Deletions of the long arm of chromosome 4 detectable by cytogenetic analysis (standard karyotyping), fluorescent in situ hybridisation (FISH), multiplex ligation-dependent probe amplification (MLPA) or comparative genomic hybridisation (CGH) cause 4q- syndrome. Here we describe 3 cases of 4q- syndrome which demonstrate the variations in clinical presentation, diagnosis and prognosis observed in this condition. Patient 1 was a female foetus diagnosed with del(4)(q33) following chorionic villus sampling (CVS) at 14 weeks, and the pregnancy was terminated at 18 weeks. Patient 2 was a 5-month-old boy with del(4)(q31.3) and complex congenital heart disease. He also had a duplication of chromosome 6p and died of cardiac failure. Patient 3 is a 2-year-old girl with mild dysmorphic features and an interstitial deletion del(4)(q22.1q23). She has no major malformations and only slight developmental delay.

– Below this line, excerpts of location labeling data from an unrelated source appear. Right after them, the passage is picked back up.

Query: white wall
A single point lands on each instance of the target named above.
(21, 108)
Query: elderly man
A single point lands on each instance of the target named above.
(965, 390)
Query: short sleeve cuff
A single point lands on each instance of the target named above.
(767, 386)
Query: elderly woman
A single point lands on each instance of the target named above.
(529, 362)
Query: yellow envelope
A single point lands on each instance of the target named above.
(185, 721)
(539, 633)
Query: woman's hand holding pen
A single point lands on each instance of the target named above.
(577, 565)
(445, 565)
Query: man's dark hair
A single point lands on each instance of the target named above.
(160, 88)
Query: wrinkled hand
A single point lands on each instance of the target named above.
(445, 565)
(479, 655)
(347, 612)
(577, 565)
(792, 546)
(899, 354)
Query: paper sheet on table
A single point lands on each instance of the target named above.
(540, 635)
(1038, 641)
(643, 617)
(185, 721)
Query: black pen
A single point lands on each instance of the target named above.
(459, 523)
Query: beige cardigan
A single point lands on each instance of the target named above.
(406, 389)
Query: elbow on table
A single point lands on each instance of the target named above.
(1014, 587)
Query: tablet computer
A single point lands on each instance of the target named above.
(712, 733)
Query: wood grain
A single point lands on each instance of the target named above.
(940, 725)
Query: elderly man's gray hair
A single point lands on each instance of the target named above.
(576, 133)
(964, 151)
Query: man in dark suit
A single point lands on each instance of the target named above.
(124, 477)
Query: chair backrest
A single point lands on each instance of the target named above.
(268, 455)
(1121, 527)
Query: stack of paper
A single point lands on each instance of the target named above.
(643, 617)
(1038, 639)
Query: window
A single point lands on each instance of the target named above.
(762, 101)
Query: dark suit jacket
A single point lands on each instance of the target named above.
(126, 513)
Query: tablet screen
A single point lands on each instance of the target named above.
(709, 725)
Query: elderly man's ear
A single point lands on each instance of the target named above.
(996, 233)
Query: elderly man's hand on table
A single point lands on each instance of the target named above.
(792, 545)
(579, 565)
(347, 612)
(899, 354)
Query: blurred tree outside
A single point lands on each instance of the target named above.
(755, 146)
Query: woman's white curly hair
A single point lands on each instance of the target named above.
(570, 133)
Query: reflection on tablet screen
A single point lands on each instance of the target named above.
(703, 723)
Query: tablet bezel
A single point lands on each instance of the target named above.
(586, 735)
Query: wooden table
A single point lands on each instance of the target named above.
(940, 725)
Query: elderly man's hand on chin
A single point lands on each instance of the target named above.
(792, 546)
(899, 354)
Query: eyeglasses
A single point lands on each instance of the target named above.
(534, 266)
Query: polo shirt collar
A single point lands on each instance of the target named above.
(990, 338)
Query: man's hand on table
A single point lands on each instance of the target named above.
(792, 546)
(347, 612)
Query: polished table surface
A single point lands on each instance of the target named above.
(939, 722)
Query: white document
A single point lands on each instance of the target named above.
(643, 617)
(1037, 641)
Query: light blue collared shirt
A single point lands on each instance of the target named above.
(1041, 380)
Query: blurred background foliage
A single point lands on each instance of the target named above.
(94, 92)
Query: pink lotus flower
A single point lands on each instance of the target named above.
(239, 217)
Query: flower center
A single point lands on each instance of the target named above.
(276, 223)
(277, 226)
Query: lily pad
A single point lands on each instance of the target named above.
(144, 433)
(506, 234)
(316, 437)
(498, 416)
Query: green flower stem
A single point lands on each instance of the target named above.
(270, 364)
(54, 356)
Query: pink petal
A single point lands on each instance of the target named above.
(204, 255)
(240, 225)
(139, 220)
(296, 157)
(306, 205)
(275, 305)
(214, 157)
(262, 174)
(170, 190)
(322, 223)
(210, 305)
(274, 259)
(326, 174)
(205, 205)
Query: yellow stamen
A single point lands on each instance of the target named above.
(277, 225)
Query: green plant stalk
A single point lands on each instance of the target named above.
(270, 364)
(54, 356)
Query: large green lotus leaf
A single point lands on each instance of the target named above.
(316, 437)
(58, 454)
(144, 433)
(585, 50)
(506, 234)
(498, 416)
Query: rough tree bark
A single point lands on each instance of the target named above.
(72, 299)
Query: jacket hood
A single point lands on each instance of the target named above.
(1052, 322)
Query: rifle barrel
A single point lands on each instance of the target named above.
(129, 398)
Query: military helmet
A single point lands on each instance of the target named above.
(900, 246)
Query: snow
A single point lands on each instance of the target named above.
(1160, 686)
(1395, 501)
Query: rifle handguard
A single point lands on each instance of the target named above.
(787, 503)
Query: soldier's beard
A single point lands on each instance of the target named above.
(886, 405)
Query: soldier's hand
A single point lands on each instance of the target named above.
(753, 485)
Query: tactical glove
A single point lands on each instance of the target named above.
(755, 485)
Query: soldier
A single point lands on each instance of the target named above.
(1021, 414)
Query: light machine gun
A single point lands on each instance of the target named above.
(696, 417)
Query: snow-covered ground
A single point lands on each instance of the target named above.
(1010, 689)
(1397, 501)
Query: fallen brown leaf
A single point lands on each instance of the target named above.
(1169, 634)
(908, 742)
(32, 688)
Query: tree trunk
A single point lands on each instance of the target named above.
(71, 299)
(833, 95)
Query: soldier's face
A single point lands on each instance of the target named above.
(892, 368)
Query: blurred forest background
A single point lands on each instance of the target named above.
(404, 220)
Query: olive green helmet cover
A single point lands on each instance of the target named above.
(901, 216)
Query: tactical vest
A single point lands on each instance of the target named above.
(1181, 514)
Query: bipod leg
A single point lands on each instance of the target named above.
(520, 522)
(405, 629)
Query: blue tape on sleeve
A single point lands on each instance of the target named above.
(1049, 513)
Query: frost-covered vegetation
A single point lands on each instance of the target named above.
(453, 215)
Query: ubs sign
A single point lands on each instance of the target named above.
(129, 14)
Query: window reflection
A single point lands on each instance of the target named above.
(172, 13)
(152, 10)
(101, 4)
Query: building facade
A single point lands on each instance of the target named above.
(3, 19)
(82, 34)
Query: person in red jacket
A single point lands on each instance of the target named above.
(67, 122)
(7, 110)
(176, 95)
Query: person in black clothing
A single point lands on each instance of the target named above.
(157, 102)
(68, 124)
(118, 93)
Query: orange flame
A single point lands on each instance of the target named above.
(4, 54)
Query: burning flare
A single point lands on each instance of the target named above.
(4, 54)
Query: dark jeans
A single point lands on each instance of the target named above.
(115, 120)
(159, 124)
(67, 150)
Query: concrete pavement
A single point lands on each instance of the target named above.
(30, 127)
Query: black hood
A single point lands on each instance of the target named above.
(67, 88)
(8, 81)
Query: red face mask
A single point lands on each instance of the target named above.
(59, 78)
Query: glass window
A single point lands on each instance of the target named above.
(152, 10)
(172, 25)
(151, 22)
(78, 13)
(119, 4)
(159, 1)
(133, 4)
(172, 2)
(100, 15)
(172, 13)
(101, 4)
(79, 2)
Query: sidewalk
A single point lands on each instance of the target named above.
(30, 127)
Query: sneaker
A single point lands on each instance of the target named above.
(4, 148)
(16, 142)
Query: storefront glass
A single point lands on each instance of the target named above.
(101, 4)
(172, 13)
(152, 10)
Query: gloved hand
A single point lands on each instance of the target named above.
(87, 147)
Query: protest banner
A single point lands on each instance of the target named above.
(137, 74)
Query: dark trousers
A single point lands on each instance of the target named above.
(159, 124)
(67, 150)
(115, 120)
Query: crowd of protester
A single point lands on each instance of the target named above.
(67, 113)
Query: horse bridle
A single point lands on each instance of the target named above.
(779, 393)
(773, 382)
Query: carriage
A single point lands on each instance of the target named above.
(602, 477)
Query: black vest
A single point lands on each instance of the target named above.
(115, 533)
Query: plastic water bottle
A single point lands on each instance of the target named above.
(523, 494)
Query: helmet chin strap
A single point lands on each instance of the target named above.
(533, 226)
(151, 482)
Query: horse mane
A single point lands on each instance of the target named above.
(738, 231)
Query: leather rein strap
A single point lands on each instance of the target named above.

► The 4q deletion syndrome is a multiple congenital anomaly and mental retardation syndrome.
► Affected patients show similar features despite differences in location and size of the deletion.
► This may be explained by interaction of distant genes, gene dosage effects and epigenetic factors.
► Array-CGH improves diagnostic accuracy and genotype-phenotype correlations in 4q- syndrome.